Après ces escarmouches, c'est seulement le 20 juin, au travers du débat sur le fascisme, que la nouvelle ligne apparaît en pleine clarté. Clara Zetkin, malade, portée à bras d'hommes à la tribune, présente le rapport. Elle souligne que les communistes n'ont pas su jusqu'à présent analyser le fascisme, qu'ils ont tenu plus ou moins pour une des variantes de la terreur blanche :

« Le fascisme n'est pas la réponse de la bourgeoisie à une attaque du prolétariat, c'est le châtiment qui s'abat sur le prolétariat pour n'avoir pas continué la révolution commencée en Russie » [80].

Elle voit dans le fascisme l'expression de la décadence de l'économie capitaliste et le symptôme de la décomposition de l'Etat bourgeois. Il a recruté d'abord parmi les anciens militaires et les classes moyennes prolétarisées. Ses bases reposent dans la déception provoquée par l'échec du socialisme, y compris chez des ouvriers qui désespèrent de l'avenir de leur propre classe. Tel quel, il est un instrument de la bourgeoisie, caractérisé par un programme d'apparence révolutionnaire, adapté au sentiment brut des masses, et par l'emploi systématique de la force. L'erreur des communistes italiens a été de n'y voir qu'un mouvement terroriste d'inspiration militaire sans comprendre sa signification sociale. La lutte contre le fascisme doit, bien sûr, être menée sur le plan militaire, mais il ne suffit pas d'opposer les centuries prolétariennes aux sections d'assaut. Pour vaincre définitivement le fascisme, il faudra gagner ou neutraliser une partie de ses troupes, les éléments déçus par les socialistes, et comprendre qu'elles veulent et sortir de la misère et s'ouvrir des perspectives nouvelles et exaltantes.

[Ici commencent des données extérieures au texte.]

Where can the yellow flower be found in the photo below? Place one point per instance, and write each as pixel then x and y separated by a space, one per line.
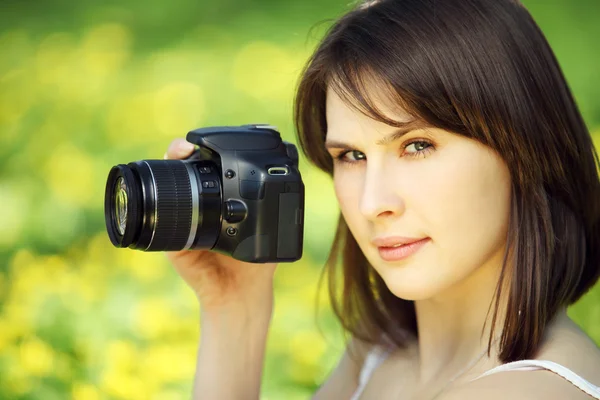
pixel 36 357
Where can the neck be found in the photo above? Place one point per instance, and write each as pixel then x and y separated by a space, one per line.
pixel 450 326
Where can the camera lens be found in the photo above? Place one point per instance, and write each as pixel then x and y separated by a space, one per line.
pixel 163 205
pixel 121 205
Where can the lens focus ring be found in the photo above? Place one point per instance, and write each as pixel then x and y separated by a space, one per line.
pixel 173 212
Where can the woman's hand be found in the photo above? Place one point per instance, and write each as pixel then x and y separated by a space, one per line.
pixel 220 281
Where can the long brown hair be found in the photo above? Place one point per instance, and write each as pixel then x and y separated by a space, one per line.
pixel 482 69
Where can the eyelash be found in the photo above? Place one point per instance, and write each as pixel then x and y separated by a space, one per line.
pixel 422 153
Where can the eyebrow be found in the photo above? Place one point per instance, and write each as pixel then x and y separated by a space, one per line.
pixel 389 138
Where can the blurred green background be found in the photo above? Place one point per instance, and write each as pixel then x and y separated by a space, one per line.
pixel 87 85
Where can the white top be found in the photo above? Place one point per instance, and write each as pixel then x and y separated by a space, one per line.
pixel 378 354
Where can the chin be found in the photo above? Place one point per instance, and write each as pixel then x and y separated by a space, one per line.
pixel 410 285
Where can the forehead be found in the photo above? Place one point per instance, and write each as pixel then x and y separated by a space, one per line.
pixel 343 116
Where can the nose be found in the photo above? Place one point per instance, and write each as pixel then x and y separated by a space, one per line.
pixel 380 198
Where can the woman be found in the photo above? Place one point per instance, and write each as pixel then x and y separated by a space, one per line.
pixel 469 193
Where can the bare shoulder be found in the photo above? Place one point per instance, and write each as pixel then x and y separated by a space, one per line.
pixel 519 385
pixel 568 346
pixel 343 380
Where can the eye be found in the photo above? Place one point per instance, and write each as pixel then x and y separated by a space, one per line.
pixel 351 156
pixel 421 148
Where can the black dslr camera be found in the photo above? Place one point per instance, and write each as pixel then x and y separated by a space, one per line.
pixel 240 193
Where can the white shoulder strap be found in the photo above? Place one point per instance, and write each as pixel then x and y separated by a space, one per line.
pixel 531 365
pixel 373 359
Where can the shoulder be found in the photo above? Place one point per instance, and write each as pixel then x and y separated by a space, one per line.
pixel 566 345
pixel 519 385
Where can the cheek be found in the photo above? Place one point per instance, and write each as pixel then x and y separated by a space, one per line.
pixel 473 202
pixel 347 191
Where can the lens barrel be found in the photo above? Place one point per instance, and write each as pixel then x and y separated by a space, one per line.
pixel 163 205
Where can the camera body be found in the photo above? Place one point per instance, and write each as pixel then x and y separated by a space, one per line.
pixel 240 193
pixel 262 192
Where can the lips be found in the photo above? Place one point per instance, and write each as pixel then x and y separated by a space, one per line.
pixel 395 241
pixel 400 250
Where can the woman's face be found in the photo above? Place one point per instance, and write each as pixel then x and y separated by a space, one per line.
pixel 427 184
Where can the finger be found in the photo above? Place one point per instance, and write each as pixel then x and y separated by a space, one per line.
pixel 178 149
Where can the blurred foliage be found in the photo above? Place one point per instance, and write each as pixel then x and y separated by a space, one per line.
pixel 87 85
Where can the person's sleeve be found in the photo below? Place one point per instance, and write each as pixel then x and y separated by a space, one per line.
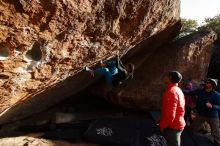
pixel 168 110
pixel 216 105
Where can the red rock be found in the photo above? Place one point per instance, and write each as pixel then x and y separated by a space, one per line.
pixel 48 43
pixel 189 55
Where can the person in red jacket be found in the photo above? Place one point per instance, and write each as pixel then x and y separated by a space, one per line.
pixel 172 120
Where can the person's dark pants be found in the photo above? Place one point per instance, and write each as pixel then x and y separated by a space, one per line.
pixel 187 115
pixel 172 136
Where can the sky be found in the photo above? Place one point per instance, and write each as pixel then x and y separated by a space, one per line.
pixel 199 9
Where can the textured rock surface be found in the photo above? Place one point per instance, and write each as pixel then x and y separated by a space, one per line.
pixel 214 67
pixel 45 44
pixel 31 141
pixel 189 55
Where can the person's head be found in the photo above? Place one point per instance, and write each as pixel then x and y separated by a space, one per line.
pixel 130 69
pixel 210 84
pixel 172 77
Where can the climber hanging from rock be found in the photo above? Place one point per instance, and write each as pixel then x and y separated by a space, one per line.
pixel 114 71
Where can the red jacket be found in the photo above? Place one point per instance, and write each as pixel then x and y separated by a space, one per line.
pixel 173 108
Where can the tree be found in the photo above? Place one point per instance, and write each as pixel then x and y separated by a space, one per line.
pixel 188 26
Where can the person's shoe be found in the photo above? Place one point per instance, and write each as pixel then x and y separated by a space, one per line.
pixel 90 71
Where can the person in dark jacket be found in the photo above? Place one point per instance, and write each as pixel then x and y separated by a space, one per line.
pixel 207 106
pixel 114 71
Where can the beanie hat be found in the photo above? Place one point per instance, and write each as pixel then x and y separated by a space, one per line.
pixel 175 76
pixel 213 82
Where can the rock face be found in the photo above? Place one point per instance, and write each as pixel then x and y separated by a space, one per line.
pixel 45 44
pixel 31 141
pixel 190 55
pixel 214 69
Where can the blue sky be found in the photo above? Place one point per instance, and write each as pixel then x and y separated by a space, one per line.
pixel 199 9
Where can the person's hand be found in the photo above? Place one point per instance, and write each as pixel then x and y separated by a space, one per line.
pixel 209 105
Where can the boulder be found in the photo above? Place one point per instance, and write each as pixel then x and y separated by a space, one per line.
pixel 190 55
pixel 31 141
pixel 44 45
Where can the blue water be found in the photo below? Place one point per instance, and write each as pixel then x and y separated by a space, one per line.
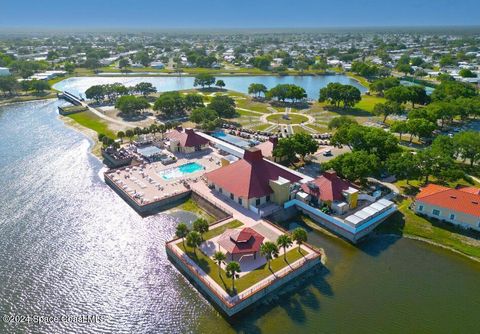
pixel 311 84
pixel 148 151
pixel 69 245
pixel 180 171
pixel 231 139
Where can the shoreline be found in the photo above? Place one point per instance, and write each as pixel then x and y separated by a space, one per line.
pixel 427 241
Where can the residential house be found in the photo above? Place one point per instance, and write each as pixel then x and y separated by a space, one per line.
pixel 457 206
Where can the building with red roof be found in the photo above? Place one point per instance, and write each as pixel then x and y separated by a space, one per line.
pixel 240 242
pixel 458 206
pixel 253 181
pixel 331 190
pixel 186 141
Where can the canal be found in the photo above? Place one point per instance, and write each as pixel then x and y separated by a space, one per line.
pixel 70 246
pixel 311 84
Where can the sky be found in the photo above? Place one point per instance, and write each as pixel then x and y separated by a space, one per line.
pixel 208 14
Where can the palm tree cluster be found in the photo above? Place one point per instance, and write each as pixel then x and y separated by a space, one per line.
pixel 195 237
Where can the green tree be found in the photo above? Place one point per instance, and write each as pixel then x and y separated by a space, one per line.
pixel 284 241
pixel 121 135
pixel 194 239
pixel 193 101
pixel 131 104
pixel 417 94
pixel 170 103
pixel 232 270
pixel 467 146
pixel 404 165
pixel 69 67
pixel 129 134
pixel 181 231
pixel 356 165
pixel 304 144
pixel 450 90
pixel 219 257
pixel 40 86
pixel 220 84
pixel 223 105
pixel 269 250
pixel 96 92
pixel 143 58
pixel 339 121
pixel 399 94
pixel 204 79
pixel 257 89
pixel 335 93
pixel 145 88
pixel 205 117
pixel 201 226
pixel 123 63
pixel 466 73
pixel 399 127
pixel 388 108
pixel 299 235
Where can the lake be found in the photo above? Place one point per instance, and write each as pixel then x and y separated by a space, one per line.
pixel 311 84
pixel 69 245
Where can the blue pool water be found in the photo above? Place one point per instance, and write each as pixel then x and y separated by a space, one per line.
pixel 231 139
pixel 148 151
pixel 182 170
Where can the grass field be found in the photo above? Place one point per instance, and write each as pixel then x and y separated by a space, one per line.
pixel 192 206
pixel 92 121
pixel 219 230
pixel 244 282
pixel 294 118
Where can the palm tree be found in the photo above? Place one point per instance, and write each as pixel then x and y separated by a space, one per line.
pixel 121 135
pixel 194 239
pixel 129 134
pixel 181 232
pixel 232 269
pixel 284 241
pixel 300 236
pixel 219 257
pixel 201 226
pixel 269 250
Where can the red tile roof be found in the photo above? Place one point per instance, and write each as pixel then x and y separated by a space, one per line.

C'est au cours de la discussion du rapport de Clara Zetkin que Radek prononce son célèbre discours sur Schlageter :

« Durant tout le discours de notre camarade Zetkin, (...) j'étais obsédé par le nom de Schlageter et son sort tragique. Nous devons nous souvenir de lui, ici, où nous prenons position politiquement contre le fascisme. Le destin de ce martyr du nationalisme allemand ne doit pas être passé sous silence, ni honoré d'un mot en passant. Car il a beaucoup à nous apprendre, à nous et au peuple allemand. Nous ne sommes pas des romantiques sentimentaux qui oublient leur haine devant un cadavre, ni des diplomates qui disent que, devant une tombe, il faut se taire ou décerner des louanges. Schlageter, le vaillant soldat de la contre-révolution, mérite, de notre part à nous, soldats de la révolution, un hommage sincère. (...) Si ceux des fascistes allemands qui veulent loyalement servir leur peuple ne comprennent pas le sens de la destinée de Schlageter, alors celui-ci est bien mort en vain, et ils peuvent écrire sur sa tombe : Le pèlerin du néant ! » [81].

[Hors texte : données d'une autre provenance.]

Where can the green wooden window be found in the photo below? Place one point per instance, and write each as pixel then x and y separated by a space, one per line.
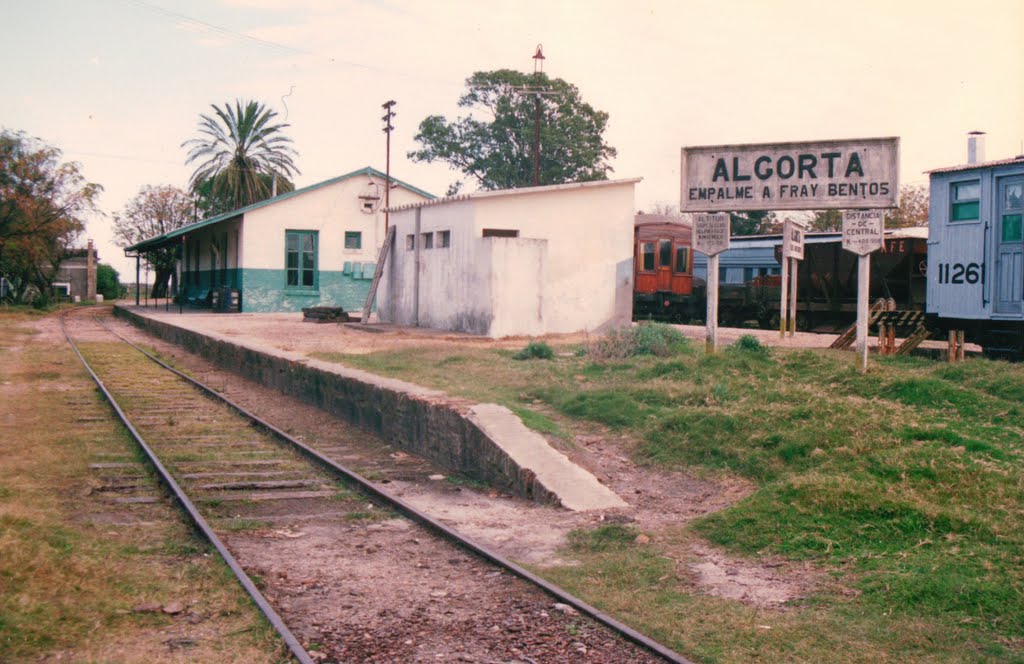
pixel 966 198
pixel 665 253
pixel 300 259
pixel 1012 227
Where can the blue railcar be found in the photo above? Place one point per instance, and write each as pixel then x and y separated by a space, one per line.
pixel 976 253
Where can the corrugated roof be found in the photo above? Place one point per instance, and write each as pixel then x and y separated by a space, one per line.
pixel 965 167
pixel 515 192
pixel 161 240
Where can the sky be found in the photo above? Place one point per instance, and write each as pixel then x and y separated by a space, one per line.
pixel 119 85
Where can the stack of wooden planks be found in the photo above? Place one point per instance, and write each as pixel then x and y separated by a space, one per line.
pixel 325 315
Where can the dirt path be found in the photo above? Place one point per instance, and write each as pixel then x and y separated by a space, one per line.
pixel 659 502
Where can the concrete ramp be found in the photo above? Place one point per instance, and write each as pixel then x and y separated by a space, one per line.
pixel 576 488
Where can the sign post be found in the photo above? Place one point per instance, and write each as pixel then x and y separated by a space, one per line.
pixel 711 237
pixel 863 233
pixel 793 250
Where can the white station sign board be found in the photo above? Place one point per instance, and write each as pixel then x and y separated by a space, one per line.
pixel 793 240
pixel 711 233
pixel 863 231
pixel 823 174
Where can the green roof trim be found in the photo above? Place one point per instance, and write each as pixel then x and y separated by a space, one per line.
pixel 165 239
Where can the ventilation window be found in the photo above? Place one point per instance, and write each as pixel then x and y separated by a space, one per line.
pixel 500 233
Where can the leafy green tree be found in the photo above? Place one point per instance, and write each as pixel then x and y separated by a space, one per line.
pixel 154 211
pixel 108 283
pixel 912 209
pixel 43 205
pixel 240 152
pixel 498 150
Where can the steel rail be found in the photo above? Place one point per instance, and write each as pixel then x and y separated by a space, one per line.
pixel 272 617
pixel 427 521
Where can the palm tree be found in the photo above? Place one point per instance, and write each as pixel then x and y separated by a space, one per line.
pixel 241 153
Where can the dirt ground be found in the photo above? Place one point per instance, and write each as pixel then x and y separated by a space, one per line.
pixel 658 501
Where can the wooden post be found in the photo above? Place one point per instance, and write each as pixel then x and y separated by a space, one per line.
pixel 783 298
pixel 794 272
pixel 711 344
pixel 863 275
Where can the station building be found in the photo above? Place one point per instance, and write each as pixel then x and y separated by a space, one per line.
pixel 315 246
pixel 526 261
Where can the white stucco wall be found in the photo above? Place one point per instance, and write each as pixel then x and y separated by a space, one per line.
pixel 569 268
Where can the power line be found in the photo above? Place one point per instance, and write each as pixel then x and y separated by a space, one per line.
pixel 241 36
pixel 226 32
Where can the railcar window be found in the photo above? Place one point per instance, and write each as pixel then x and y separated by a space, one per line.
pixel 966 201
pixel 682 258
pixel 647 249
pixel 665 253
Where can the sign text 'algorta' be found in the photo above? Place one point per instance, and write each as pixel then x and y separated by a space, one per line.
pixel 858 173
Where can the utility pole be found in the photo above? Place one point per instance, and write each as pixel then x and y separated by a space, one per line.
pixel 388 114
pixel 538 69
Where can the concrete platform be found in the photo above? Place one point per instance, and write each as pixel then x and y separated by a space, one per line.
pixel 483 441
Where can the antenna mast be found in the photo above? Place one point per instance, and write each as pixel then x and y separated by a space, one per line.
pixel 388 114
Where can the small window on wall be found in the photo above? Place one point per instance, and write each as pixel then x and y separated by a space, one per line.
pixel 966 200
pixel 665 253
pixel 647 255
pixel 682 259
pixel 300 259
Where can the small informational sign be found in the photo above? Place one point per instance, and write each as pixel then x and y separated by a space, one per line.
pixel 858 173
pixel 793 240
pixel 711 233
pixel 863 231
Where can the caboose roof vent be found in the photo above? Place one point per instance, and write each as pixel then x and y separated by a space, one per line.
pixel 975 147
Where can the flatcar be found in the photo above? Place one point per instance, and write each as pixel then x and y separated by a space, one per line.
pixel 976 253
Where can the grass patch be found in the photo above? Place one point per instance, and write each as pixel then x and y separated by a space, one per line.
pixel 535 350
pixel 903 486
pixel 69 575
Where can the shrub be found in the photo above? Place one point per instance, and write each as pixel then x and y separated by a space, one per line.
pixel 646 338
pixel 538 349
pixel 750 343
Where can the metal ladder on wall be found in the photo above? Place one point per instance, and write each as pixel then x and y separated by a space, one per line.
pixel 848 336
pixel 378 272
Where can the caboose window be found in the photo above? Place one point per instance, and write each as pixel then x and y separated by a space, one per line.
pixel 682 258
pixel 647 249
pixel 665 253
pixel 966 201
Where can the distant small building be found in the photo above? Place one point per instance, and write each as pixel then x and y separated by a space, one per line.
pixel 526 261
pixel 315 246
pixel 77 275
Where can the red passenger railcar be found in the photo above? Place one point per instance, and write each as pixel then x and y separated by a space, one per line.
pixel 663 267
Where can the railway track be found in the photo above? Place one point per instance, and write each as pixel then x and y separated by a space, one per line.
pixel 341 569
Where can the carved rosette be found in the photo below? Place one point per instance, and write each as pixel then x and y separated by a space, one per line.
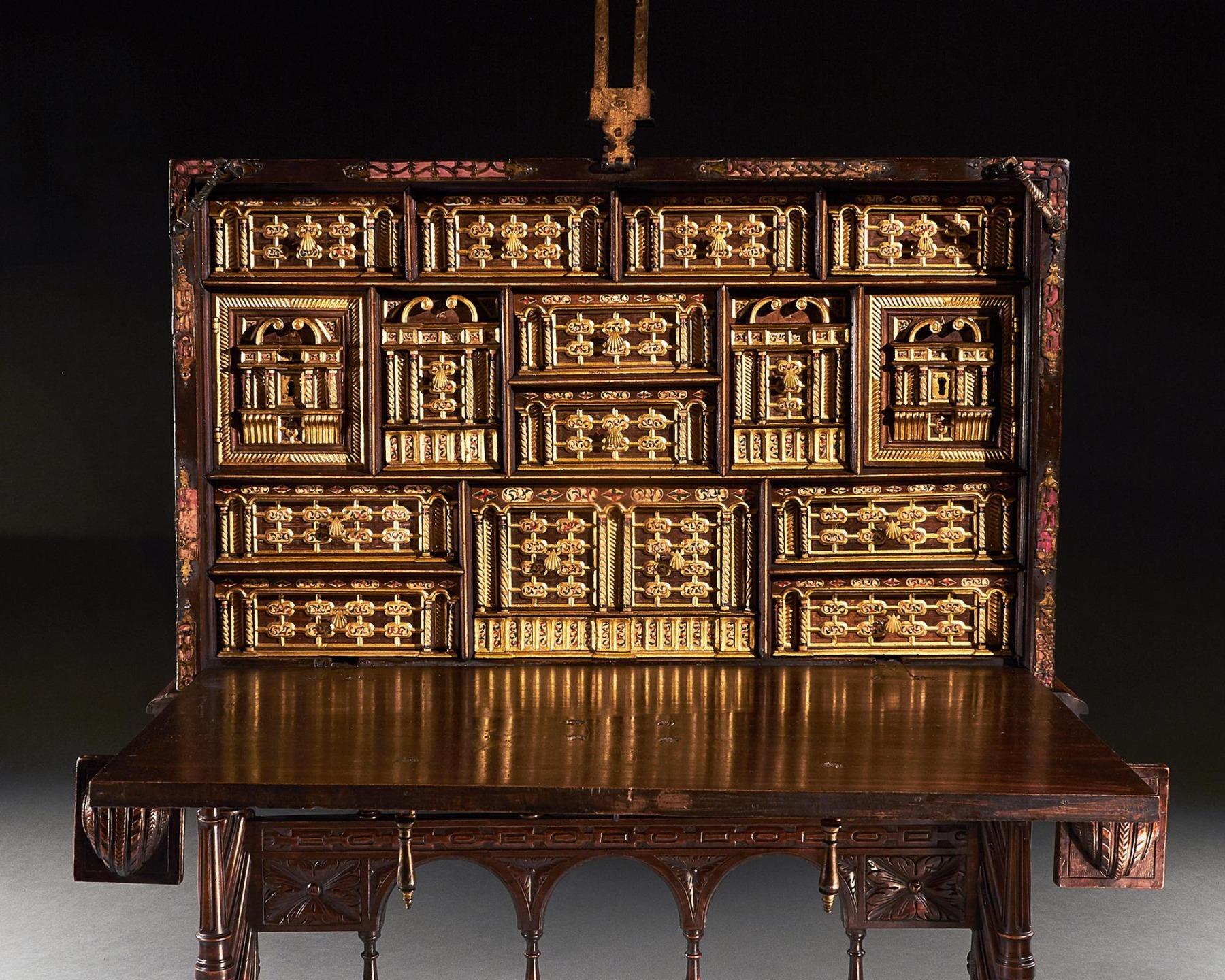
pixel 312 894
pixel 124 838
pixel 930 888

Rappelant la vie et la mort de Schlageter, Radek s'adresse aux fascistes :

« Quiconque tâchera, à la suite des spéculateurs, des rois du fer et du charbon, de réduire en esclavage le peuple allemand, de le précipiter dans des aventures, se heurtera à la résistance des ouvriers communistes. Ils répondront à la violence par la violence. Nous combattrons par tous les moyens ceux qui, par incompréhension, s'allieront aux mercenaires du capital. Cependant, nous croyons que la grande majorité des masses qui sont agitées de sentiments nationalistes appartient, non au camp du capital, mais au camp du travail. Nous voulons chercher et trouver la route pour atteindre ces masses, et nous y arriverons. Nous ferons tout pour que des hommes qui étaient prêts, comme Schlageter, à donner leur vie pour une cause commune, ne deviennent pas des pèlerins du néant, mais les pèlerins d'un avenir meilleur pour l'humanité tout entière, pour qu'ils ne répandent pas leur sang généreux pour le profit des barons du fer et du charbon, mais pour la cause du grand peuple travailleur allemand, qui est un membre de la famille des peuples luttant pour leur libération » [82].

La « ligne Schlageter ».

C'est à partir de ce discours que le parti communiste allemand adopte ce qu'il est convenu d'appeler la « ligne Schlageter ». Radek la développe à nouveau dans plusieurs articles, où il faut beaucoup de myopie — ou de mauvaise foi — pour découvrir une volonté de collusion avec le nazisme [83]. Le 7 juillet, par exemple, il écrit dans Die Rote Fahne :

« C'est le devoir des communistes allemands de lutter les armes à la main, si nécessaire, contre l'insurrection fasciste, qui serait une calamité pour la classe ouvrière et pour l'Allemagne. Mais, en même temps, c'est leur devoir de tout faire pour convaincre les éléments petits-bourgeois du fascisme qui luttent contre la paupérisation que le communisme n'est pas leur ennemi, mais l'étoile qui leur montre le chemin de la victoire. (...) Il est ridicule de croire que l'on pourra battre le fascisme seulement les armes à la main. (...) Le socialisme ne fut jamais uniquement la lutte pour le morceau de pain des ouvriers. Il a toujours voulu être un flambeau lumineux pour tous les misérables. (...) Un des plus grands crimes de la social·démocratie consiste en ce qu'elle a détruit toute foi dans le socialisme, toute confiance dans la force des masses populaires » [84].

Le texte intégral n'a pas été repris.